You are currently viewing a snapshot of www.mozilla.org taken on April 21, 2008. Most of this content is highly out of date (some pages haven't been updated since the project began in 1998) and exists for historical purposes only. If there are any pages on this archive site that you think should be added back to www.mozilla.org, please file a bug.




blue sky: miscellaneous

cache: not the root of all evil
April 28th
Submitted by Paul Phillips <paulp@go2net.com> to Miscellaneous.

The browser cache isn't just a network optimization, it's a living history of the user's recent browsing. Create a full text index of the HTML and plain-text contents of the browser cache and incrementally update it as the user browses.

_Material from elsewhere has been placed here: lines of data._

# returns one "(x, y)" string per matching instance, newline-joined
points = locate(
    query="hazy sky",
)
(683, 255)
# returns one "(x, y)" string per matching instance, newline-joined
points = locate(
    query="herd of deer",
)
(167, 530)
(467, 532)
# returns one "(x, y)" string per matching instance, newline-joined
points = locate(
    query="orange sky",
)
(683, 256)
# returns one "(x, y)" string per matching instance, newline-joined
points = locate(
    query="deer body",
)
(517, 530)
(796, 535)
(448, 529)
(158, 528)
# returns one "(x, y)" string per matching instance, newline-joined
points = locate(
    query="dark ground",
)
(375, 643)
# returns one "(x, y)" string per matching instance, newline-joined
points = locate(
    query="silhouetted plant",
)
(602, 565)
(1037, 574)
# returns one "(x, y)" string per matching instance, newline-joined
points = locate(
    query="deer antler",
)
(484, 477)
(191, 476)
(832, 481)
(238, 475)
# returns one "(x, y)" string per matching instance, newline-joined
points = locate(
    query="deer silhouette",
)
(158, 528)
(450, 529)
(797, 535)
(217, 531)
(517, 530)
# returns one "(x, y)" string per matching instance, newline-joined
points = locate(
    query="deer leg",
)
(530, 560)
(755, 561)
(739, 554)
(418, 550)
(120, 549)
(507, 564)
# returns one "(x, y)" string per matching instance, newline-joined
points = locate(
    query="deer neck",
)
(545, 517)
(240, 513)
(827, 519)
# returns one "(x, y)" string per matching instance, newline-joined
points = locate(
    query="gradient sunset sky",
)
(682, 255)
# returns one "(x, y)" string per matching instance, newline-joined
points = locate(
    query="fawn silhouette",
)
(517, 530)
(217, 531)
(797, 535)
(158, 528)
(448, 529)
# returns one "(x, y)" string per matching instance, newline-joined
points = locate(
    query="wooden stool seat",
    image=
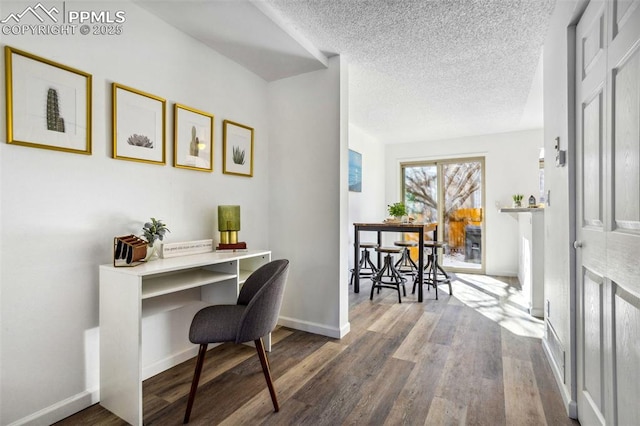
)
(392, 250)
(406, 243)
(368, 245)
(437, 244)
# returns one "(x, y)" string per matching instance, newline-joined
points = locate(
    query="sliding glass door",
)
(451, 194)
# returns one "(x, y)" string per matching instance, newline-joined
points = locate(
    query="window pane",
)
(463, 214)
(421, 192)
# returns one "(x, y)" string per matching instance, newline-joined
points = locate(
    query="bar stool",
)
(388, 276)
(365, 266)
(405, 265)
(433, 274)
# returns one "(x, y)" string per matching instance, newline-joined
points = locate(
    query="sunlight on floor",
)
(497, 301)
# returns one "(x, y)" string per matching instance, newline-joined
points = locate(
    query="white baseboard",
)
(570, 405)
(61, 409)
(314, 328)
(536, 312)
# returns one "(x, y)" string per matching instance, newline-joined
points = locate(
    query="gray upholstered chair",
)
(255, 315)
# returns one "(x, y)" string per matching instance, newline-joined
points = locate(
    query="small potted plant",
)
(397, 210)
(153, 231)
(517, 200)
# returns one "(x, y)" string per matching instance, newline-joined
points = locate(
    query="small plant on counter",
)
(517, 199)
(154, 230)
(397, 209)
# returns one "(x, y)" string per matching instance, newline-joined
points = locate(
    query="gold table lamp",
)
(228, 226)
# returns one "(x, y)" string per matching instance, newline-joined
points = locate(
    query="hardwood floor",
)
(432, 363)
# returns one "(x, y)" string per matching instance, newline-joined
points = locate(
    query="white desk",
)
(128, 293)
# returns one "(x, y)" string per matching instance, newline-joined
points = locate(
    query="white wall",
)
(368, 205)
(60, 211)
(307, 181)
(559, 216)
(511, 166)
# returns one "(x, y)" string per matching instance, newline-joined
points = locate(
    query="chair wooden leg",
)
(267, 373)
(194, 384)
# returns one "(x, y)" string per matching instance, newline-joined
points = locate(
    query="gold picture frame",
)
(237, 141)
(139, 125)
(192, 138)
(48, 105)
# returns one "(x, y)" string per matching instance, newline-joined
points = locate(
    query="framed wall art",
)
(355, 171)
(48, 104)
(192, 139)
(237, 149)
(139, 129)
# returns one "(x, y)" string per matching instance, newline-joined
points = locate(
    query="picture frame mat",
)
(186, 119)
(141, 114)
(29, 79)
(240, 137)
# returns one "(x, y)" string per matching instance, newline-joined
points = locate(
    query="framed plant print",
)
(355, 171)
(139, 129)
(237, 149)
(192, 139)
(48, 104)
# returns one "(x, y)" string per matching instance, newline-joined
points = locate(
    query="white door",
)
(608, 213)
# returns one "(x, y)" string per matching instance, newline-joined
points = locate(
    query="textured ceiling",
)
(425, 70)
(419, 70)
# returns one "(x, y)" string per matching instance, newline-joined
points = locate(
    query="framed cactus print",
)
(237, 149)
(139, 129)
(48, 104)
(192, 139)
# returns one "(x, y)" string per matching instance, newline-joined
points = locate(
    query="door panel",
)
(627, 332)
(608, 213)
(592, 160)
(626, 167)
(592, 304)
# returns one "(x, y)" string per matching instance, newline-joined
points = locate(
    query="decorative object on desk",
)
(397, 210)
(186, 248)
(237, 149)
(48, 104)
(129, 250)
(355, 171)
(517, 200)
(192, 139)
(229, 225)
(154, 231)
(138, 125)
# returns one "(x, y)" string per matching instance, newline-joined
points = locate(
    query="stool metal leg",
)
(388, 277)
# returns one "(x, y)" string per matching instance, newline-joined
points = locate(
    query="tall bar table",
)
(418, 228)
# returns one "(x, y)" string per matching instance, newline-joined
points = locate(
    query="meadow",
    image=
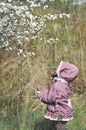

The index can reach back much further in time than the actual contents of the cache, and retrieve non-local documents from the web once again.

It looks like glimpse's license is too restrictive for use in Mozilla development, though they may be willing to relax it for such a purpose. ht://Dig is another possibility despite being GPLed, as the author has indicated to me that he is open to new licenses.

Sometimes it's interesting to track a document's changes over time. Allow a user to mark a document as such a one, and then use the cache to track revisions instead of only keeping the most recent version, using RCS or similar. Periodically check whether these documents have changed (whether or not the user visits them) and track the revision. Disk is cheap and getting cheaper, don't be afraid of using storage so long as you keep the user aware of how much you're using and make it easy to reclaim. Although it was pointed out to me that the cache could easily be using zlib, which would make this even less of an issue.

Used in combination, these features could allow you to search your cache for a document you barely remember it and bring it up although it's been gone from the web for months! And even this only scratches the surface. Consider the Internet Archive, which acts as a cache for the entire web (to the extent they can.) When you hit a 404 not found or on a failed cache refresh, ask Alexa to call up the most recently archived version. Alexa is free but ad-supported, so I'd wager that something could be worked out with Alexa Internet (since archiving the entire web obviously takes substantial resources, there's going to have to be some give and take here.)

This could change the way people think about the web. Joe Bloggs doesn't want to hear about a 404, but maybe Joe can be accommodated more nicely than he has been thus far.